Симметрия может быть важным инструментом теории, и может показаться, что она встречается повсюду вокруг нас, но ее не всегда легко увидеть. Иногда она прямо бросается в глаза, как в чернильном пятне Роршаха на рис. 14.1. Точно так же мы безошибочно определяем симметричность случайных точек на рис. 14.8a. Но рис. 14.8b – другое дело. На первый взгляд он не выглядит симметричным, но тщательное изучение показывает, что его внутренняя часть идентична изображенной на рис. 14.8a, хотя добавление нескольких несимметричных точек вокруг внешней стороны делает основную симметрию гораздо менее заметной.
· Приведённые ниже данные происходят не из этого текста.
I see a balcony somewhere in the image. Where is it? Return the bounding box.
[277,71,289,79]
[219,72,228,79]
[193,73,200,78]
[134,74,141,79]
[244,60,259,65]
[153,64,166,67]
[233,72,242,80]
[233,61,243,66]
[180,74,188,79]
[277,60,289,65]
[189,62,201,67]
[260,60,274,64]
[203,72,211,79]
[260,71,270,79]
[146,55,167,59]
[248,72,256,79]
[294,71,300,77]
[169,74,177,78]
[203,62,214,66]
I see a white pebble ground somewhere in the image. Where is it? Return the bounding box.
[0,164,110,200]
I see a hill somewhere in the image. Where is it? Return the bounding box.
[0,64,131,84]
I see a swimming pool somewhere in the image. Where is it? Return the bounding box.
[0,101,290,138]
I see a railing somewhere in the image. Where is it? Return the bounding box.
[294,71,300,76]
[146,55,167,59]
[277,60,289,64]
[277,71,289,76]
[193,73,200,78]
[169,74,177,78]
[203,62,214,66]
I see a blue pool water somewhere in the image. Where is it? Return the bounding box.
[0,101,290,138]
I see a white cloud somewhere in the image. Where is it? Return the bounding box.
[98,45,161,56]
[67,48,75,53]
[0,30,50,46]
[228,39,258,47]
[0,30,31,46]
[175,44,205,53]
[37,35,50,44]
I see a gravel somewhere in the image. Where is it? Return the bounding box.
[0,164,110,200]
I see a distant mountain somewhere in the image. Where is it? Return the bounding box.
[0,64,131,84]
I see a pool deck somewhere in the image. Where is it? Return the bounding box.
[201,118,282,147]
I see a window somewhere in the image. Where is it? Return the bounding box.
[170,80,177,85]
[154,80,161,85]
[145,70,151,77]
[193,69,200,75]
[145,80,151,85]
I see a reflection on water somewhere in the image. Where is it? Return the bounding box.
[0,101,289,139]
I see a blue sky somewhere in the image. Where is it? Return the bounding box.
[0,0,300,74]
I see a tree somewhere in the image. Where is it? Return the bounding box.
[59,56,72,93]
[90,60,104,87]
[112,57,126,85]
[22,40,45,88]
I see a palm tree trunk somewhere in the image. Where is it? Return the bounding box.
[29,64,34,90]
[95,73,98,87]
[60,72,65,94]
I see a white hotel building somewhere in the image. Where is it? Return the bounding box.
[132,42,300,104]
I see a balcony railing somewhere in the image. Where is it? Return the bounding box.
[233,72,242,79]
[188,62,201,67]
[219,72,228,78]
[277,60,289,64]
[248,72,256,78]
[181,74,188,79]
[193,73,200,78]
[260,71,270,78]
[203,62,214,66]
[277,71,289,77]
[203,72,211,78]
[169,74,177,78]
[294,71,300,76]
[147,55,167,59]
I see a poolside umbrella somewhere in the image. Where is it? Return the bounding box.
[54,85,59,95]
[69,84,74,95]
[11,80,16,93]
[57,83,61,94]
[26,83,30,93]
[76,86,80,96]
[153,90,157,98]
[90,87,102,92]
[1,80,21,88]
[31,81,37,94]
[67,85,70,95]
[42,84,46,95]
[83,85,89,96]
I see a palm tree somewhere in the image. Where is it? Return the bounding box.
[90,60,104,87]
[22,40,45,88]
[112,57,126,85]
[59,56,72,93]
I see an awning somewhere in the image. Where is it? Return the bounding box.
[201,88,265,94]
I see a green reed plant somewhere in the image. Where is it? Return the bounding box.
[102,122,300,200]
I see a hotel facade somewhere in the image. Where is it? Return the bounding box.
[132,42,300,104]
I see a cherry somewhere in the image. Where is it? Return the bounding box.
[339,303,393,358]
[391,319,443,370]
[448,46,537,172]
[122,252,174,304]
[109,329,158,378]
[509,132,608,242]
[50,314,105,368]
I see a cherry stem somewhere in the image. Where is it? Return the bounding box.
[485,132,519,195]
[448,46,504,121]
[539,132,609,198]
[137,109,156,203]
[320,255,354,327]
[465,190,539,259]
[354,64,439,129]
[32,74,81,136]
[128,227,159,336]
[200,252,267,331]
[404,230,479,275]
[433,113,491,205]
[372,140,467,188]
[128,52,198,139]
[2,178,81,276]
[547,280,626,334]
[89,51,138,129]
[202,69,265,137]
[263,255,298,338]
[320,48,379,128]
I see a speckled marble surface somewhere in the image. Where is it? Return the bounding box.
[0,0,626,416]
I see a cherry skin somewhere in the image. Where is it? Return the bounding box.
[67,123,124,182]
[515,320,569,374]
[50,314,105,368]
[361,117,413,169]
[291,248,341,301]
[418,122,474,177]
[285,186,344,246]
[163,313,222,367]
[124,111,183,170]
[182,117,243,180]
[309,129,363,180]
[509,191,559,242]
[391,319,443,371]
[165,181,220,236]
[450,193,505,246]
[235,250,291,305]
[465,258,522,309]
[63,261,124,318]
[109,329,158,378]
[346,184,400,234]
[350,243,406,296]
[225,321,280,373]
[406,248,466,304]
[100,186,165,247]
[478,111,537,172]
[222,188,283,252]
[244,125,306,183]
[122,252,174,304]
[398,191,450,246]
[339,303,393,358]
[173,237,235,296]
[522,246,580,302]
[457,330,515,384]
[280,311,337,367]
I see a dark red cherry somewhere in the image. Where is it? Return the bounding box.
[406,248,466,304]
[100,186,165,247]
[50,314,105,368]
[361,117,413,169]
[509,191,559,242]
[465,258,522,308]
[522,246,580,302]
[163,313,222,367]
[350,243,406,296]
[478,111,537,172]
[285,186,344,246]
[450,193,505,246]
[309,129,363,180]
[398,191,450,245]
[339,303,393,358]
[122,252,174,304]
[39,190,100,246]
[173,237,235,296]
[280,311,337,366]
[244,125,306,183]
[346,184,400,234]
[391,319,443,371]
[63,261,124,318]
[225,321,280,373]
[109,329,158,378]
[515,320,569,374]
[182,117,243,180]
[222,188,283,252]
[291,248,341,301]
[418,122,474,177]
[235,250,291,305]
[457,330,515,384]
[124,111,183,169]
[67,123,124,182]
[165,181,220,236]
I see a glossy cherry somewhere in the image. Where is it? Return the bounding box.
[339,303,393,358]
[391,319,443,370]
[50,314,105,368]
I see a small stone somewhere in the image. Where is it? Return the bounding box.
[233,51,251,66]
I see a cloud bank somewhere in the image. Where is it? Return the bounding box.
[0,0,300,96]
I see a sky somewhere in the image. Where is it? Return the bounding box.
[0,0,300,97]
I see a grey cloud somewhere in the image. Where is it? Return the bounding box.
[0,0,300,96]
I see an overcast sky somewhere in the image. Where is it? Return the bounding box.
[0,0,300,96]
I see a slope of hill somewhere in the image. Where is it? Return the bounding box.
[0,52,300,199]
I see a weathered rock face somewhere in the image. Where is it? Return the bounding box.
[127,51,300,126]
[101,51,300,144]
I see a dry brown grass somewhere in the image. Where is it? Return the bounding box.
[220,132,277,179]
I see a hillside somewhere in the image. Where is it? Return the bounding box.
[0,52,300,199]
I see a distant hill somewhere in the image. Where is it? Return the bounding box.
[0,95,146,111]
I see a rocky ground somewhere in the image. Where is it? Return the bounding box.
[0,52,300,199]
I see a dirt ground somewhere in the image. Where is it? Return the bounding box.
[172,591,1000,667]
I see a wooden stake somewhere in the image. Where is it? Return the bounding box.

Точно так же симметрию, лежащую в основе рис. 14.8c, увидеть труднее, чем на рис. 14.8a. Здесь две половины рис. 14.8a раздвинуты, а середина заполнена случайными несимметричными точками. Симметрия на рис. 14.8d также менее очевидна, чем на рис. 14.8а, несмотря на то что единственное изменение – поворот оси симметрии на сорок пять градусов от вертикали. Рис. 14.8e начинается так же, как рис. 14.8a, но здесь каждая точка с правой стороны была слегка смещена, так что, хотя базовая симметрия все еще присутствует, ее гораздо труднее увидеть. Наконец, рис. 14.8f и 14.8g симметричны, но не двусторонне симметричны. На рис. 14.8f верхняя половина скопирована и сдвинута вниз к нижней половине; это трансляция. На рис. 14.8g правая половина повернута вокруг центра фигуры, так что нижняя часть левой половины оказывается верхней частью правой половины. Несмотря на то что все семь вариантов рис. 14.8 тесно связаны друг с другом, единственная симметрия, которая там присутствует, – это симметрия рис. 14.8a[549].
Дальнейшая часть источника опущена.